京楽さんは少し固まってからそう言って楽しそうに笑った。
その瞬間、わたしが強く持とうとしていた気持ちはガラガラと崩れていった。急に恥ずかしくなってしまったのだ、こんなちんちくりんの女が、何を言っちゃってるんだろうって。京楽さんに笑われて我に帰った。スーツの下の全身の肌がひび割れたみたいな感覚がした。たぶん鳥肌。

「す、すみませんこんな話…無理ですよね、わたしなんて、あはは…」

あーもう恥ずかしい。背伸びした自分が恥ずかしい。
あんなこと言わなきゃよかったのに。わたしはどうせ京楽さんには見合わないクローバーでうさぎでいちごなんだから。そんなの幼稚園児のパンツの柄とかわんないじゃん、あはは。今すぐここに自分が入る用の穴を掘りたい。

そうして笑ってその場を誤魔化そうとしていたら、京楽さんは。

「いやいや、無理なんかじゃないよ。でも、あんまりゆっくりだとボクが先に言っちゃうかもしれないから、気をつけて」
「ははは、何をでしょう」
「君に、好きだってね」

その言葉に、それまでの表情はひゅんとどこかに飛んでいってしまった。震え続けていた内臓たちもぴたりと止まる。
きっとわたしもさっきの京楽さんのように、彼の発言の意図がわからない、という顔をしているんだと思う。京楽さんはそんなわたしにゆっくりととんでもないことを言い始めた。
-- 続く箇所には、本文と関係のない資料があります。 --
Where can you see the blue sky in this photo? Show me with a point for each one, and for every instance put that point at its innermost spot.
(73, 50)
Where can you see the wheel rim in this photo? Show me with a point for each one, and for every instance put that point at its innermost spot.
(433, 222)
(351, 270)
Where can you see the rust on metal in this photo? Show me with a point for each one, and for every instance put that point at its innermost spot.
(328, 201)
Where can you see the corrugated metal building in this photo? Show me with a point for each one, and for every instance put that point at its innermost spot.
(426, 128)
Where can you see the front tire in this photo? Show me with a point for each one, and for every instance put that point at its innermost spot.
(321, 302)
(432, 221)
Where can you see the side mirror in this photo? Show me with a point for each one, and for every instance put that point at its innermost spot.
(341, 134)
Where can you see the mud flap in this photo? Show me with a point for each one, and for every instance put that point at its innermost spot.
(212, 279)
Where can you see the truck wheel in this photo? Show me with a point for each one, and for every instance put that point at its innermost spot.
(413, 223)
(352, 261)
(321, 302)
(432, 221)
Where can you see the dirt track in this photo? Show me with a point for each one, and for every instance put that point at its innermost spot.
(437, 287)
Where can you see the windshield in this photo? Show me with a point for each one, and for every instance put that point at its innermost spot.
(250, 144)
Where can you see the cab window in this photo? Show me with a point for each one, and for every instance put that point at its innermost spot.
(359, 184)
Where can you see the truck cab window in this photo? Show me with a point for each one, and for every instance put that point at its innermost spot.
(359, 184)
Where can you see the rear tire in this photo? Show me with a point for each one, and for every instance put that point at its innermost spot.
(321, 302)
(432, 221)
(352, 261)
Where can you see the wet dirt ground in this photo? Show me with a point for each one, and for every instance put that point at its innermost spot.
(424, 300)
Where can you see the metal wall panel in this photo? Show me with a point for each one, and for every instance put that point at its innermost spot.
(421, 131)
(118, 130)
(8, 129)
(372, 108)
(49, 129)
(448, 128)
「本当はね、ボクできるんだよ、リモート会議。よくしてる。君以外とはね」
「え…」
「でも君とは…こうして会いたかったから…ごめんね。ボクの方がよっぽど子どもじみてる」

そんなことを言いながら至極艶っぽく笑う。子どもなんかじゃできやしないその表情とその声音に、またわたしの体が震える。さっきとは別の意味を持って。熱い顔で俯いて拳を握るのはいつものちんちくりんのわたしの所業で、とても自分の理想とはかけ離れているけれど。そんなわたしを見て京楽さんは一言、かわいいと呟いた。